Stupore. Incredulità. Confusione. Sono i sentimenti che i detenuti delle carceri bolognesi hanno espresso in una lettera inviata al commissario Cancellieri a pochi giorni dalla scadenza del mandato quinquennale del garante. Mancano pochi giorni al 31 agosto e Desi Bruno sta trascorrendo il maggiore tempo possibile tra i carcerati per spiegare loro cosa è successo (e cosa presumibilmente succederà) e risolvere i problemi urgenti. “Io ci sono fino alla fine di agosto - spiega - poi si apre una voragine. Ai detenuti che mi chiedono cosa accadrà dopo, non so cosa rispondere”.
C’è grande preoccupazione nelle parole dell’ex garante, ma soprattutto amarezza per l’interrompersi di un percorso durato 5 anni che ha portato a risultati notevoli, come la chiusura del reparto di alta sicurezza femminile della Dozza o l’ordinanza sulle condizioni igienico-sanitarie adottata da Sergio Cofferati.
Un percorso attraverso il quale i carcerati hanno sviluppato un’idea di cittadinanza. “Si tratta di un passaggio importante: i detenuti oggi si riconoscono come cittadini - racconta - e si esprimono come tali attraverso le istanze collettive o le lettere di protesta firmate con il proprio nome e cognome.”

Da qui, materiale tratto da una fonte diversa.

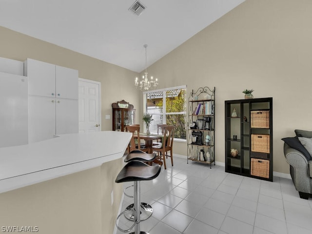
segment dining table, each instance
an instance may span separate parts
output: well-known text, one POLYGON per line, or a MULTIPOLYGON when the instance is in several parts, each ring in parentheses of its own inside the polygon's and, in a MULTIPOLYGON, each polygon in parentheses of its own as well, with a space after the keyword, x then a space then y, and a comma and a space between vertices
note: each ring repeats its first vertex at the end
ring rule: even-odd
MULTIPOLYGON (((137 135, 134 134, 135 138, 137 138, 137 135)), ((148 153, 149 154, 153 153, 153 141, 158 139, 160 139, 163 136, 162 135, 157 135, 156 134, 146 134, 146 133, 140 133, 140 139, 145 141, 145 148, 148 149, 148 153)), ((162 165, 162 162, 158 160, 157 158, 155 158, 153 161, 155 163, 162 165)))

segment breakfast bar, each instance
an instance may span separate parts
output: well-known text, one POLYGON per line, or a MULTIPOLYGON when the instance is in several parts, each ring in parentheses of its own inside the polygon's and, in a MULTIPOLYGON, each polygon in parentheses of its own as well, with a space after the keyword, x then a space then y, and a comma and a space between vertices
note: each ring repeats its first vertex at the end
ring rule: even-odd
POLYGON ((0 148, 0 226, 45 234, 60 228, 60 233, 113 233, 122 196, 115 180, 131 136, 64 134, 0 148))
POLYGON ((120 158, 131 137, 114 131, 70 134, 0 148, 0 193, 120 158))

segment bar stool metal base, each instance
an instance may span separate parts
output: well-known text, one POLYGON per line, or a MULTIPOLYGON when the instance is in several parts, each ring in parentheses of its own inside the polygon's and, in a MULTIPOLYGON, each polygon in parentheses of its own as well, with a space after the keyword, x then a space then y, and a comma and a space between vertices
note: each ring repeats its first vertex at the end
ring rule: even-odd
MULTIPOLYGON (((135 234, 135 232, 134 232, 133 233, 129 233, 129 234, 135 234)), ((150 234, 146 232, 143 232, 141 231, 141 232, 140 232, 140 234, 150 234)))
MULTIPOLYGON (((135 220, 135 210, 134 209, 134 203, 129 205, 126 208, 125 210, 132 210, 133 212, 126 212, 124 213, 125 217, 130 221, 135 220)), ((145 202, 141 202, 141 209, 140 210, 140 219, 141 221, 147 219, 153 214, 153 208, 149 204, 145 202)))

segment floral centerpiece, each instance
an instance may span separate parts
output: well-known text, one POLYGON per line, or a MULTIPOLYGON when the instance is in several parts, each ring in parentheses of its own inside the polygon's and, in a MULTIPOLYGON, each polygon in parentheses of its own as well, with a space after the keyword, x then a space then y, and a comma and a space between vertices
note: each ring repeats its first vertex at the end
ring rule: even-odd
POLYGON ((152 118, 152 115, 150 115, 148 113, 145 113, 143 115, 143 118, 142 119, 145 122, 146 124, 146 134, 151 134, 150 132, 150 124, 151 124, 151 122, 152 122, 154 119, 152 118))

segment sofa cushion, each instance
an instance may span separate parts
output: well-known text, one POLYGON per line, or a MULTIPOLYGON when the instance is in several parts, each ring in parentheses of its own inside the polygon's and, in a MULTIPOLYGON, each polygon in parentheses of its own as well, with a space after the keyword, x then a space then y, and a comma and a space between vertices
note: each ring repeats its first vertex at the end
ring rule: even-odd
POLYGON ((303 137, 311 138, 312 137, 312 131, 300 130, 299 129, 296 129, 294 130, 294 132, 296 134, 297 136, 302 136, 303 137))
POLYGON ((312 155, 312 138, 298 137, 301 144, 306 148, 309 152, 310 156, 312 155))
POLYGON ((285 137, 282 138, 285 143, 287 144, 290 147, 292 148, 292 149, 294 149, 295 150, 297 150, 301 154, 303 155, 303 156, 306 157, 307 160, 308 161, 312 160, 312 158, 311 158, 311 156, 310 154, 309 153, 306 149, 302 145, 301 143, 300 142, 299 139, 298 139, 298 137, 295 136, 294 137, 285 137))

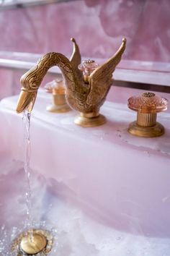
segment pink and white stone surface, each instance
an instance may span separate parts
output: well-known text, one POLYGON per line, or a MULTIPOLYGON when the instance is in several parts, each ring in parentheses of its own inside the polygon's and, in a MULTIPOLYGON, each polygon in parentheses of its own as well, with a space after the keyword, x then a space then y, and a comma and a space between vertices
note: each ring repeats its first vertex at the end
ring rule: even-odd
MULTIPOLYGON (((70 38, 74 36, 82 56, 107 59, 125 36, 123 59, 150 61, 148 69, 155 71, 156 61, 161 69, 161 62, 170 59, 169 12, 169 0, 80 0, 2 11, 0 57, 10 59, 9 51, 40 55, 58 51, 69 56, 70 38)), ((11 59, 15 58, 11 54, 11 59)), ((28 61, 29 54, 20 58, 28 61)), ((129 64, 124 67, 128 69, 129 64)), ((163 71, 169 73, 169 68, 163 71)), ((21 74, 1 70, 1 98, 19 92, 21 74)))
MULTIPOLYGON (((4 11, 0 56, 36 61, 39 54, 53 51, 69 56, 74 36, 82 56, 107 59, 126 36, 120 69, 169 74, 169 0, 82 0, 4 11)), ((21 74, 0 70, 1 98, 19 93, 21 74)), ((127 99, 142 92, 112 87, 107 99, 114 103, 101 108, 107 123, 84 129, 73 124, 74 111, 46 112, 51 98, 39 90, 31 119, 32 211, 37 223, 46 221, 58 231, 58 255, 170 255, 169 110, 158 115, 166 128, 162 137, 129 135, 127 127, 136 114, 128 108, 127 99)), ((164 92, 158 94, 169 98, 164 92)), ((4 232, 11 242, 16 234, 12 228, 22 229, 25 218, 23 124, 22 114, 15 113, 17 98, 0 103, 2 256, 9 255, 2 248, 4 232)))

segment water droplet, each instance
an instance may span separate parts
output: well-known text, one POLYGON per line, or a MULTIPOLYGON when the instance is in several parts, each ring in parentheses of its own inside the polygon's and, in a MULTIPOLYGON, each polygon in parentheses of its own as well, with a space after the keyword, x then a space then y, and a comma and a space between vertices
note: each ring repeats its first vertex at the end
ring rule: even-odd
POLYGON ((122 240, 122 236, 117 236, 117 237, 116 238, 116 239, 117 239, 117 241, 122 240))

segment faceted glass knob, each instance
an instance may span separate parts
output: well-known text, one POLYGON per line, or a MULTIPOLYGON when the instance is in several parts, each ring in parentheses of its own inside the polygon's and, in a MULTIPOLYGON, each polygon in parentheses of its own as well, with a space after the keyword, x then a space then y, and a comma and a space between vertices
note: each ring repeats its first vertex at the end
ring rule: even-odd
POLYGON ((167 109, 168 101, 153 93, 144 93, 140 96, 128 99, 128 107, 140 113, 158 113, 167 109))

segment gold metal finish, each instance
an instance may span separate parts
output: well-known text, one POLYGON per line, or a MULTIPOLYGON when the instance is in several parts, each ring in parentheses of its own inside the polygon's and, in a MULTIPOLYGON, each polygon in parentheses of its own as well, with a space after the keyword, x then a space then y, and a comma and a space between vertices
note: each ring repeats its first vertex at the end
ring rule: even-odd
POLYGON ((47 106, 47 111, 53 113, 65 113, 71 110, 65 97, 64 82, 55 80, 52 88, 52 105, 47 106))
POLYGON ((27 108, 32 111, 37 91, 44 76, 55 65, 61 69, 65 79, 66 98, 68 105, 84 114, 99 112, 100 106, 104 103, 112 84, 112 73, 125 49, 126 39, 122 39, 115 55, 92 72, 89 77, 89 83, 84 82, 82 72, 78 69, 81 55, 75 39, 72 38, 72 41, 73 51, 70 60, 59 53, 47 54, 39 60, 37 65, 21 77, 22 88, 17 112, 20 113, 27 108))
POLYGON ((34 234, 24 236, 21 241, 21 249, 28 255, 41 252, 47 245, 47 239, 42 234, 34 234))
POLYGON ((138 111, 137 121, 130 124, 128 132, 133 135, 152 137, 164 133, 164 127, 156 122, 157 113, 167 109, 166 99, 153 93, 144 93, 128 99, 128 107, 138 111))
POLYGON ((20 234, 13 242, 12 249, 17 256, 47 255, 53 244, 52 235, 44 229, 30 229, 20 234))

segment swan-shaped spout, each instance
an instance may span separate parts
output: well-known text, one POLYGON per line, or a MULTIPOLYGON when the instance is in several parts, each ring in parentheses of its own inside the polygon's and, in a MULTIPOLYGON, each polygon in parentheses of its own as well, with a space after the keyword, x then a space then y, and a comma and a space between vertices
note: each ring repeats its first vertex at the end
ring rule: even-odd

Una cosa è certa però: anche dopo la scadenza del mandato Desi Bruno continuerà a occuparsi di carcere. Su richiesta dei garanti territoriali, l’avvocato bolognese manterrà, infatti, il ruolo di coordinatrice nazionale. “Si tratterà solo di interventi di carattere generale - spiega l’ex garante -.
Mancherà, invece, una figura che assicuri un rapporto tra dentro e fuori, un’assenza, questa, che mi preoccupa moltissimo”.
Compito del garante è, infatti, quello di assicurare una verifica continua e un controllo di ciò che accade ogni giorno dietro le sbarre. A partire dal primo settembre tutte queste competenze andranno a sommarsi a quelle del difensore civico, un passaggio di consegne che preoccupa Desi Bruno che non legittima l’attribuzione di funzioni operata dal commissario Cancellieri, “perché il carcere non si improvvisa”.
Lo scorso 20 agosto l’ex garante ha ribadito inoltre la necessità di istituire il garante nazionale dei diritti dei detenuti, così come previsto dalle convenzioni internazionali, “una figura fondamentale in un Paese democratico”. La sua istituzione, chiarisce Desi Bruno, sarebbe uno scatto culturale importante perché affiderebbe il controllo a un organismo indipendente e consentire avere una normativa omogenea del settore.